A evolução da leitura é prazerosa, segmenta-se por capítulos curtos, de linguagem fácil, porém, não menos delicada, muitas vezes comunga de um trejeito regional, alguns instantes me fizeram lembrar grandes escritores, como Graciliano Ramos. Temos aqui uma narrativa cuja beleza se sustenta em seu encruamento, o foco está sempre no ser humano. O resto é apenas pano de fundo.

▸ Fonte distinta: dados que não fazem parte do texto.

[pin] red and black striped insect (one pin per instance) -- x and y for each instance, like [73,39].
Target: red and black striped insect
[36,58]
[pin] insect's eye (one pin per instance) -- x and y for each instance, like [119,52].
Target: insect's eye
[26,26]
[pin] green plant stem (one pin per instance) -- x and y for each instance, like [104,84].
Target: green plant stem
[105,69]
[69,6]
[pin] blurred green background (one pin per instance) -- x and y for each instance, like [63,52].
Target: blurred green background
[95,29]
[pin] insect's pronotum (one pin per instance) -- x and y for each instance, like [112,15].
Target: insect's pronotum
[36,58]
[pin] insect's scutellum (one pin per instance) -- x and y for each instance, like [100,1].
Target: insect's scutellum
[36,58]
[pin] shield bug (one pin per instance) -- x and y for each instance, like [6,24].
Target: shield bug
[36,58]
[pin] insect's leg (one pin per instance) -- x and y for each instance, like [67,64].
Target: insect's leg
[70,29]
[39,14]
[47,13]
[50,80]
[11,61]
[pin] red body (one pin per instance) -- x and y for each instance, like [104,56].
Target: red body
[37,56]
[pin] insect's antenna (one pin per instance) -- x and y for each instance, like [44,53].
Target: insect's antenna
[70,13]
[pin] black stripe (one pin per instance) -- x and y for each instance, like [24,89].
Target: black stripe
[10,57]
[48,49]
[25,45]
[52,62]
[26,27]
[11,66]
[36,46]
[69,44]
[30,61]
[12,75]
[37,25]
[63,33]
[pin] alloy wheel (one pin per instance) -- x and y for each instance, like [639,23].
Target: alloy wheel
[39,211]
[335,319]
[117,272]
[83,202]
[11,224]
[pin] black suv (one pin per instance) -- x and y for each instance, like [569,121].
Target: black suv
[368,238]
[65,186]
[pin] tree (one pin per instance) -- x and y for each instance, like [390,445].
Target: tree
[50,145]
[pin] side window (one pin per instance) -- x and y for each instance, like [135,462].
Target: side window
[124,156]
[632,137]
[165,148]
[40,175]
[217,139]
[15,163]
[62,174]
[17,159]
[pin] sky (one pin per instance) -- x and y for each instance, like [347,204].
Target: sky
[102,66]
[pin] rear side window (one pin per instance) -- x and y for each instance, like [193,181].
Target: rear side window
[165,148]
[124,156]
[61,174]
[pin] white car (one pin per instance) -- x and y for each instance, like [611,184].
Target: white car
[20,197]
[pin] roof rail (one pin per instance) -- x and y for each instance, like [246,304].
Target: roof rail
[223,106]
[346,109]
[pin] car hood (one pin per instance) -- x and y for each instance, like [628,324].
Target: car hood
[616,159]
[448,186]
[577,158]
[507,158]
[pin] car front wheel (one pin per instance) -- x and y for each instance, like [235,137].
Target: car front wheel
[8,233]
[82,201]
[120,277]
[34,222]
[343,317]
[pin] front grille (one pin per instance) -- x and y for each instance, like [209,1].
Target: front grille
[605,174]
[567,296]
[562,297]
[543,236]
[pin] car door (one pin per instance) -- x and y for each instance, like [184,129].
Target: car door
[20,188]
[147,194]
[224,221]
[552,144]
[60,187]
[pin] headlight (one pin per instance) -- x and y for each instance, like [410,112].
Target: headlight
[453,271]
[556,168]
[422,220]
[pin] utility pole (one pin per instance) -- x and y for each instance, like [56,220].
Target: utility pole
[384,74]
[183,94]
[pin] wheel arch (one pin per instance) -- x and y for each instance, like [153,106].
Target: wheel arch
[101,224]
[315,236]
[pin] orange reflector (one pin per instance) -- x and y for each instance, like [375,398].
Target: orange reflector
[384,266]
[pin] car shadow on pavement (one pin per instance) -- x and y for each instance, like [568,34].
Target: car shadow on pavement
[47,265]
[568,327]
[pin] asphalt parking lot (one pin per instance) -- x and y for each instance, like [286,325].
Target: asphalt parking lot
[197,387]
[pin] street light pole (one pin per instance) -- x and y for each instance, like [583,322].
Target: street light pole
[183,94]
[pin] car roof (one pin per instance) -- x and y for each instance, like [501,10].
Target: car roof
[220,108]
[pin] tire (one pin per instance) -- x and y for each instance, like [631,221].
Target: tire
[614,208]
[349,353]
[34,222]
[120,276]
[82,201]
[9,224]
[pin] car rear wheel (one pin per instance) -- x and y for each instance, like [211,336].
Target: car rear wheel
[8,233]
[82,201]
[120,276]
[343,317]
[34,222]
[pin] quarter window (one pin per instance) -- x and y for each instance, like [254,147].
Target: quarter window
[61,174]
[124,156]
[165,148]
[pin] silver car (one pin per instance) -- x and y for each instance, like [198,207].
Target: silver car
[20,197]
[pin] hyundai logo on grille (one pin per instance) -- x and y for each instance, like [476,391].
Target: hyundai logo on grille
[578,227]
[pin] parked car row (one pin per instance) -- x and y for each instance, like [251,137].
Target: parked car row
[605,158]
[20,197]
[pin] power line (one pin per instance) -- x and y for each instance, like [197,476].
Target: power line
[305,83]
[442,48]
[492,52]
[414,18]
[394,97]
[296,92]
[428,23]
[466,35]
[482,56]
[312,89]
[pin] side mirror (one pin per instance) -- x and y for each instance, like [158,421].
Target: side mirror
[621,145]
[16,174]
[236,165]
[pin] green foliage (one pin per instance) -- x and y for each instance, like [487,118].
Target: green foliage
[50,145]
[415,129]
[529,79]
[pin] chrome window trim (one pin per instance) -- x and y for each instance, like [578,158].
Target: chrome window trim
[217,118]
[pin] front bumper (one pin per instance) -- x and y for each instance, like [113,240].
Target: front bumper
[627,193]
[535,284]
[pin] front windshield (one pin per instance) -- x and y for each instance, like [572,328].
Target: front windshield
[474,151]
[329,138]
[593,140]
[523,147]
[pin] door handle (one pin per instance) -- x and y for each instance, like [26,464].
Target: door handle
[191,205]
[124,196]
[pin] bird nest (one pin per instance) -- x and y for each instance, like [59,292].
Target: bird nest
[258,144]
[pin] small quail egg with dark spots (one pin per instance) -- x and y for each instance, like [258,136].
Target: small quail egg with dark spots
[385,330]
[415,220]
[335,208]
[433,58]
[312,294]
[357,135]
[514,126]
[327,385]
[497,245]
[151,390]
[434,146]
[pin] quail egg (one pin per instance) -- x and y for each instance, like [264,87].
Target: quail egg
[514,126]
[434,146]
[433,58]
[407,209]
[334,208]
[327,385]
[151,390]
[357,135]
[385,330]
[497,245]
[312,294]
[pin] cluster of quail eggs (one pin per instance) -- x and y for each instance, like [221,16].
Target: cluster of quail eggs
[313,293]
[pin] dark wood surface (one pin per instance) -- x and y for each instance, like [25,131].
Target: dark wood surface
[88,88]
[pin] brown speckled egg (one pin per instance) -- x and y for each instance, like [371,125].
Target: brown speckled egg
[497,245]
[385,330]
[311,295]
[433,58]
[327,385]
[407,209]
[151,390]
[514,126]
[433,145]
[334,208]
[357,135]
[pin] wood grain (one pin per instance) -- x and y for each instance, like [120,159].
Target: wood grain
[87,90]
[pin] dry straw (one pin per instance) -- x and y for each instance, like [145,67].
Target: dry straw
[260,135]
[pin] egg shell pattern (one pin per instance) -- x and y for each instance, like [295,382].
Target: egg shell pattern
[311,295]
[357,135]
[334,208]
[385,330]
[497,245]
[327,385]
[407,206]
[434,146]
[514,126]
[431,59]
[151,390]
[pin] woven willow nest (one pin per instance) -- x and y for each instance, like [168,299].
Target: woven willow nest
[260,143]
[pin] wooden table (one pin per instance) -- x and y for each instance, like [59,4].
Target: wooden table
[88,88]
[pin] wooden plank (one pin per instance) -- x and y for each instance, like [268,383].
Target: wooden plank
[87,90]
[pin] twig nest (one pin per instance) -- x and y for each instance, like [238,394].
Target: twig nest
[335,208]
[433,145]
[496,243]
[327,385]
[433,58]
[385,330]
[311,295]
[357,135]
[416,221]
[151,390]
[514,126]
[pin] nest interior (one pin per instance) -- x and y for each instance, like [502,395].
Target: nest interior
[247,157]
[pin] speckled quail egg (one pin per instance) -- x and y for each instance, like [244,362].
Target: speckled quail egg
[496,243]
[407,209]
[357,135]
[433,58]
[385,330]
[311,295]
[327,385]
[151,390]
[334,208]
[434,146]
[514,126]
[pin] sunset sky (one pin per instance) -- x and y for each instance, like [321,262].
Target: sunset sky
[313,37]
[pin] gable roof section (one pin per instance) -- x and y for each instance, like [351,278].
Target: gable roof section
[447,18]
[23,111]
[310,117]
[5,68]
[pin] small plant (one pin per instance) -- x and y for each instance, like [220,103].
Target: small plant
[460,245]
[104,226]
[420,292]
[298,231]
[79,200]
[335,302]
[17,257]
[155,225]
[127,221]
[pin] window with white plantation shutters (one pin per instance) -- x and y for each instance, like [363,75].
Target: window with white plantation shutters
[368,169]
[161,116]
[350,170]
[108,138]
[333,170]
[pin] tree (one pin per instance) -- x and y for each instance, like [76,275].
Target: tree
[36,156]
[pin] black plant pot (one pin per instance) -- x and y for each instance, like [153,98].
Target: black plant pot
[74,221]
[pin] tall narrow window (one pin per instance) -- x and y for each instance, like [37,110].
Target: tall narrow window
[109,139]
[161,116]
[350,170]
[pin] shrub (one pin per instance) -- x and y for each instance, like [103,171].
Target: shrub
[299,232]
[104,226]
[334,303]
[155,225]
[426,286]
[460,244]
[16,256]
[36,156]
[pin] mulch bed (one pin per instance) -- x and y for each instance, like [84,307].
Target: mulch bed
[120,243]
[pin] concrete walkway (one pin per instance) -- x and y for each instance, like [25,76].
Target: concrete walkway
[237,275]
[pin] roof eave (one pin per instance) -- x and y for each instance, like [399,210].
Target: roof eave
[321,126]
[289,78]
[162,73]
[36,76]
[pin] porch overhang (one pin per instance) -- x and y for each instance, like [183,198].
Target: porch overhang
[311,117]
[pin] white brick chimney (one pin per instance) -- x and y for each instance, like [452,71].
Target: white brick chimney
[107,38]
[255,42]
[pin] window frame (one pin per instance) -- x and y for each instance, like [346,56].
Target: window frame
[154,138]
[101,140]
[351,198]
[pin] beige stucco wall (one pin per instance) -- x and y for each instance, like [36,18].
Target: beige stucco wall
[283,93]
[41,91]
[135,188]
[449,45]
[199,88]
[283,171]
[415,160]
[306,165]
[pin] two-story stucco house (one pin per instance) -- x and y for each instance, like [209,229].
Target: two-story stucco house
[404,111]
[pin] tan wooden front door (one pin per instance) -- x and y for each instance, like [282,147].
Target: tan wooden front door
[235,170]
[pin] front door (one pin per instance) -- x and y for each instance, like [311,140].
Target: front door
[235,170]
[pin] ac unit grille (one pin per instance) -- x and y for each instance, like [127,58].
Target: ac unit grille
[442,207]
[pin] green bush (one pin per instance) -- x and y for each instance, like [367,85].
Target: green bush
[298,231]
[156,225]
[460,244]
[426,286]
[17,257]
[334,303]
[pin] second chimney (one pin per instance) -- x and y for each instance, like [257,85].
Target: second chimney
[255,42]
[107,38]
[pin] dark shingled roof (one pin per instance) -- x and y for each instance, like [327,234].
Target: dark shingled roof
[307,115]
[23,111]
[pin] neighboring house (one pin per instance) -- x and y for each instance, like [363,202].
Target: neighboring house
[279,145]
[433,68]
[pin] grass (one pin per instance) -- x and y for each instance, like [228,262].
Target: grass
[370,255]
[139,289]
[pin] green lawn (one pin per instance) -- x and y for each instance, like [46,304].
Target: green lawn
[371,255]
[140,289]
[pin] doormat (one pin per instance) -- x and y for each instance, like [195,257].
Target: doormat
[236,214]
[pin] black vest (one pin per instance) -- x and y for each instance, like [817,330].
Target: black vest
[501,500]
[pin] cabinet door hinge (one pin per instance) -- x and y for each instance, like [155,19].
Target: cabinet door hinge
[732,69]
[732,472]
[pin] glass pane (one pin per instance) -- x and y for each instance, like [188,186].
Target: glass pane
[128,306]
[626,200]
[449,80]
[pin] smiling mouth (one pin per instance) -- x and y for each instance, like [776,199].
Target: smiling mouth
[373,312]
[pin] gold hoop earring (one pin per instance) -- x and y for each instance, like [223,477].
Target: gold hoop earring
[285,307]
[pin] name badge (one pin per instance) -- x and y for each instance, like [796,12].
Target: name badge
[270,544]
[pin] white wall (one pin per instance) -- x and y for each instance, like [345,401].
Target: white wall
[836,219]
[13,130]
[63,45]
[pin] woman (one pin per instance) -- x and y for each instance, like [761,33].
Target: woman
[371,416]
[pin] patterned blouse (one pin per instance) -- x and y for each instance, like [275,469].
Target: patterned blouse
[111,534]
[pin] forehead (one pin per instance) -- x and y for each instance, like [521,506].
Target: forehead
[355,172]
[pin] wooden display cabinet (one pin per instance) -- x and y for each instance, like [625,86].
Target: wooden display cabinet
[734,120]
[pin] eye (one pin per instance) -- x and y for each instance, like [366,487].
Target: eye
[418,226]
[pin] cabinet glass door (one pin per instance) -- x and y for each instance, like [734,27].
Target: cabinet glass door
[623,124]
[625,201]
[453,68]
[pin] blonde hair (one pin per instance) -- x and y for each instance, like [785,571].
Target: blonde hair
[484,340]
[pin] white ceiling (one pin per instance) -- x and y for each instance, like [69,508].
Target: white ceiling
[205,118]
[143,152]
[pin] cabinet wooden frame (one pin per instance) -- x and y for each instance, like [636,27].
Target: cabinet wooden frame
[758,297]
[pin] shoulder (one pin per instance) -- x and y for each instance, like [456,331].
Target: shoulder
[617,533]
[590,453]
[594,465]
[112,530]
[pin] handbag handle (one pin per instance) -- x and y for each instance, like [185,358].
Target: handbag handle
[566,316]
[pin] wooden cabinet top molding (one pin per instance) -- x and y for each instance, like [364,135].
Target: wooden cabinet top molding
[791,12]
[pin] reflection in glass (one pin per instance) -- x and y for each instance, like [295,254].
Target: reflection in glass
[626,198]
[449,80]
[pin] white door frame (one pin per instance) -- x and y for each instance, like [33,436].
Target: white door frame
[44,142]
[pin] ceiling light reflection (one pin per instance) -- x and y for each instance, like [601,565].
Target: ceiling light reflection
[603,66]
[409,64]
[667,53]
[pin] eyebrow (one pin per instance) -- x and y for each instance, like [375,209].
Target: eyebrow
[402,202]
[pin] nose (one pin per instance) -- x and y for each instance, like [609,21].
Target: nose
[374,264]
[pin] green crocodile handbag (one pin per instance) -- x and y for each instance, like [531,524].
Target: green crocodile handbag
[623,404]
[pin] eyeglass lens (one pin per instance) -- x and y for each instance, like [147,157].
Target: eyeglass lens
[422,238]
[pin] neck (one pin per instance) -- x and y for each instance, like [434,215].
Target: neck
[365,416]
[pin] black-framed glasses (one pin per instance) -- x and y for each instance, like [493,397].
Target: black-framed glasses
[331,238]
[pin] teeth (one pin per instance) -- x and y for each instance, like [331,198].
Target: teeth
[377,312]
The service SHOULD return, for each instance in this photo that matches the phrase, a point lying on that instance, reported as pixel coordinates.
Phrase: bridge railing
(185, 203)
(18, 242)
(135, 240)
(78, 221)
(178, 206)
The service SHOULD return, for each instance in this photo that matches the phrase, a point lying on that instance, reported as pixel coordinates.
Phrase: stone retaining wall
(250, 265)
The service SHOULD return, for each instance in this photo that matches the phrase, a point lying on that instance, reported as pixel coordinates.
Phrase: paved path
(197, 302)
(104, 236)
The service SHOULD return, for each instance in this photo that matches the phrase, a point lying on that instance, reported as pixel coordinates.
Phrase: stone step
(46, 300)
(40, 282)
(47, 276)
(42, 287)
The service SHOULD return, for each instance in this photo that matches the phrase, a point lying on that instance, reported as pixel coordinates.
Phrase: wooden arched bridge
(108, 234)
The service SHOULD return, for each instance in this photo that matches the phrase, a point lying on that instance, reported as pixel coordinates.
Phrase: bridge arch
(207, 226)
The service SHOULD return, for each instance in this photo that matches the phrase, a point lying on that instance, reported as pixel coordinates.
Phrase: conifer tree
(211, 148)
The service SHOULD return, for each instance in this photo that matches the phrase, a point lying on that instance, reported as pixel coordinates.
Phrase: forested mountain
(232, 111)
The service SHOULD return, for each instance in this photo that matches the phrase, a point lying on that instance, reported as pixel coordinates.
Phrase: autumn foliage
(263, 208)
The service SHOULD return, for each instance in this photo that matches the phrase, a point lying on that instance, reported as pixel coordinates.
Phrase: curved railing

Mariana Lozzi enriquece seu texto por meio de uma compreensão ampla não apenas de sua própria reflexão intelectual sobre os fatos, mas também estimula o desenvolvimento do apreço pela problematização de questões que não foram analisadas profundamente por suas personagens (recurso que é apreciável, visto que deixa esta tarefa para o leitor). Seu texto não visa docilizar os corpos para narrar cidadãos integrados ao sistema vigente, mas despertar no leitor a capacidade de pensar por conta própria sobre todos os problemas e questões que afloram no cotidiano.

 Os subcapítulos curtos se mostraram um caprichoso problema. Conforme eram modestos em extensão, eu sentia falta de mergulhar um pouco mais na vivência de cada indivíduo. De qualquer forma, a autora dedica um capítulo exclusivamente a cada uma de suas personagens, cujas vivências possibilita a inserção de outras personagens que igualmente seriam interessantes de se ler, e nos deixa familiarizado com a tragédia daquela singela família, a qual poderia se estender geracionalmente, como fez Gabriel Garcia Marques em seu notório Cem anos de Solidão.

MAR DE TELHAS é uma tragédia pós moderna no sentido mais grego do termo, narrado de um modo sensível, honesto e quase poético. Não convida à uma épica jornada instrumental, mas nos joga para dentro daquilo que talvez nos seja mais familiar: o lado grotesco e surreal do inconsciente humano.